Twenty-foot-long shipping containers – red, blue, gray, dark green – are stacked six-high along the road running through Shanghai’s Yangshan deepwater port. Towering Zhenhua-brand cranes lift the boxes off barges, while other heavy movers – rubber-tired gantry cranes and reach stackers – arrange them in rows on the spread or load them on the back of trucks.
Shanghai is poised to overtake Singapore this year as the world’s busiest port, handling a projected 30 million standard twenty-foot container units (TEUs) annually. Shanghai’s port – which consists of 42 container terminals at either Yangshan, the newer deepwater facility in Hangzhou Bay, or Waigaoqiao, at the mouth of the Yangtze – saw over 26 million TEUs pass through in 2007.
Popular but problematic
Unfortunately, while TEU throughput is the most popular way to compare ports, it has little else to recommend it.
“[TEU throughput] is a useless piece of information,” said Kieran Ring, chief executive of the Global Institute of Logistics, a non-profit foundation that researches best practices in logistics. “It’s like my car is bigger than yours, but it doesn’t say which is more comfortable or more fuel-efficient.”
There is a basic problem with using TEU throughput to measure port activity: Ports do different things. The Shanghai-Singapore comparison is a prime example. Shanghai largely exports Chinese-made goods that are trucked to the port terminal and loaded on to a barge.
In Singapore, however, around 90% of port activity is transshipment, where smaller feeder vessels gather cargo from shallower terminals around Asia to be transferred onto massive transoceanic ships bound for international ports.
Transshipment results in double-counting because two separate “moves” are performed by quayside cranes – once when unloading and again when loading. Put another way, of Singapore’s 27.9 million TEU throughput last year, only about half that number of individual containers may have passed through its port.
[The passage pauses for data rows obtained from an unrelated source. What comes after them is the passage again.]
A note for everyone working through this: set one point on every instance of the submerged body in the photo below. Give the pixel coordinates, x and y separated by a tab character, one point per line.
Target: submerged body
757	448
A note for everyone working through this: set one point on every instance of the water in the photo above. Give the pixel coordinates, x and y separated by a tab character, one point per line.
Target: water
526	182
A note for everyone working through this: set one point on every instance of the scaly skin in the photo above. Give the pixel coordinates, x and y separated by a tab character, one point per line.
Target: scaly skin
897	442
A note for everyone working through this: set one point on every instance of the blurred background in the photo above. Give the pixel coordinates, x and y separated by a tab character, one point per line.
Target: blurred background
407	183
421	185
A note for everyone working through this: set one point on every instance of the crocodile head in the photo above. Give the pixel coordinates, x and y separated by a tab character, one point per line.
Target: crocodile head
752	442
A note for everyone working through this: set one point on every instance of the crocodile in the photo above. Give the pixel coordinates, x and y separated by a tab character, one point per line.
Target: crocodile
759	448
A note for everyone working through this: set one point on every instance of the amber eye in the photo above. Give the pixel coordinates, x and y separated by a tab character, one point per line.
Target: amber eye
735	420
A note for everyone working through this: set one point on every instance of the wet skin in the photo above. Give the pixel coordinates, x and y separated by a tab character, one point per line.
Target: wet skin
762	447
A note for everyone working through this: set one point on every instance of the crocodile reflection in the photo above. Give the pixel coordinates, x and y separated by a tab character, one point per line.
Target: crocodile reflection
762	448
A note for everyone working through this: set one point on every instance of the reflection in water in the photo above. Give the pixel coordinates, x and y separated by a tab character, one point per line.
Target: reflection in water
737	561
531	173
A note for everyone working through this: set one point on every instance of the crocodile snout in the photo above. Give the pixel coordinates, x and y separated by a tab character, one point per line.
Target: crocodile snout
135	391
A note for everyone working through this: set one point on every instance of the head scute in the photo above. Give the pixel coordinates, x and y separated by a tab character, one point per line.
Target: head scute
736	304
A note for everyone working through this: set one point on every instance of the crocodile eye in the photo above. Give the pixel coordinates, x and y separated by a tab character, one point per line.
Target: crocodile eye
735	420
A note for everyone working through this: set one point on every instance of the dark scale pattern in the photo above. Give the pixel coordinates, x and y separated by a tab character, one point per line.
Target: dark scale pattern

The larger problem with TEU throughput comparisons may be the “bigger is better” logic itself. For shipping companies, calling at the world’s busiest port may be less than ideal.
“If you have a massive TEU throughput that could mean there’s a good chance that you’re going to have to wait for a berth,” said Lee Perkins, CEO of China Intel Group, a logistics consultancy.
Instead, shipping firms may look at berth waiting times, port fees and customs processing. The efficiency of quayside cranes, measured by “moves-per-hour,” is another key metric, according to Simon Ng, a PhD candidate in port development at Hong Kong University of Science and Technology.
A universal standard
One reason TEU throughput has remained the default metric for comparing ports is that, while there are plenty of ways to measure individual aspects of port activity, there has been no attempt to unify them so far.
“The big question is: How do you rate all these factors?” Perkins said.
In February, Ring’s institute and German certification society Germanischer Lloyd launched the Container Terminal Quality Indicator (CTQI), in an attempt to answer that question. It’s an index of 80 measurements to assess terminal operators’ efficiency, acting like an audit of a terminal’s infrastructure facilities, operational standards, ship productivity and other operations. Terminals are certified if they score better than 50%.
Although CTQI’s chances of being adopted globally are by no means certain, Ring says it is the industry’s best shot at a universal standard. “Because CTQI is the aggregated best practice of the best operators in the world, it’s probably a more comprehensive system than anyone has.”
No matter how Shanghai may fare on the new measuring system, at least some shippers are satisfied for now.
“[Shanghai’s port] is world-class, from a service perspective,” said Steve Schollaert, president of Neptune Orient Lines’ terminal operations.